What is the Unified Data Classification method?

The Unified Data Classification method is a data classification method that:

  • Works via Edge and requires specific setup.
    Because the data doesn't leave your organization's network, the automatic data classification process is more secure. The samples used during the automatic data classification process are temporarily added to the Edge site cache. They are not transferred to Collibra.
  • Saves time during the profiling activity.
    The classification no longer starts with the profiling activity. You can start a separate classification process for a specific asset with a dedicated Classify button.
  • Relies on classification rules specified for each data class.
    This means that the classification engine no longer relies on machine learning, which will make issues and changes more transparent. This also provides more flexibility and allows for customizations.
  • Delivers optional out-of-the-box data classes.
    This means you decide which out-of-the-box data classes you want to use.
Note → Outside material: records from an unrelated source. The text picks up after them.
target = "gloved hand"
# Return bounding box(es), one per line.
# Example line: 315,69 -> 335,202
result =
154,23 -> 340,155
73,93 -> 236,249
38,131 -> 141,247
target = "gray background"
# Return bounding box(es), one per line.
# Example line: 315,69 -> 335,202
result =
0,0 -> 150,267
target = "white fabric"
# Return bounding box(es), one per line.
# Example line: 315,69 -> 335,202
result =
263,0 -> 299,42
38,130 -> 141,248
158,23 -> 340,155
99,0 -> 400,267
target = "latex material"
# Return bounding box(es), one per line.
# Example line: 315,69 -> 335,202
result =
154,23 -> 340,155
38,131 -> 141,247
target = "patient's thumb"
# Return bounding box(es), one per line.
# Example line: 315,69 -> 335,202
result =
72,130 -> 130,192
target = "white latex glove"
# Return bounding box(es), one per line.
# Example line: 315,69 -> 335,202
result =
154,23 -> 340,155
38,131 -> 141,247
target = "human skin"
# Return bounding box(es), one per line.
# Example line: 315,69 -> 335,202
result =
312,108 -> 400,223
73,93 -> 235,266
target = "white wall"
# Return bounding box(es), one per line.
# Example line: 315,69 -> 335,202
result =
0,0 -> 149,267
It also allows you to adjust the provided data classes to your own needs, like changing the name or changing the classification rules.
  • Works via a new REST API.
    With the new REST API, you can manage data classes and start the classification.
  • Will replace the current data classification via Edge and data classification via the Cloud Data Classification Platform over time.
Important 
  • The automatic data classification process is not available in on-premises environments. You can, however, create data classes and manually classify your data.
  • Data classes and classifications created via the Unified Data Classification method are separated from the old data classes and classifications. The old data classes and classifications are no longer visible if you enable Unified Data Classification.The opposite is also true.
  • This method is the default data classification method via Edge for new environments.
    In the next releases, processes will become available to migrate data from old classification methods to this method. Old transferred data classes will need to be updated to include classification rules to work with the new automatic data classification method.

Tip You can follow a training and watch videos via Collibra University.

Limitations

At this moment, you can't:

  • Merge data classes.
  • Migrate existing data classes and existing data classifications to the new data classification method.

Why do we need a new data classification method?

  • Organizations want to create custom data classes that can be used and detected by the automatic data classification process on Edge.
  • Running the data classification together with profiling, like the Edge data classification method, isn't aligned with an organization's needs. The data class of a specific column hardly ever changes, whereas the profiling statistics do. In that sense, classification should not be run as often as profiling.
  • The Cloud Data Classification Platform can no longer remain available due to issues with error-control in machine learning. With machine learning, it is hard to understand why a column is classified in a specific way and to solve issues for incorrect classifications.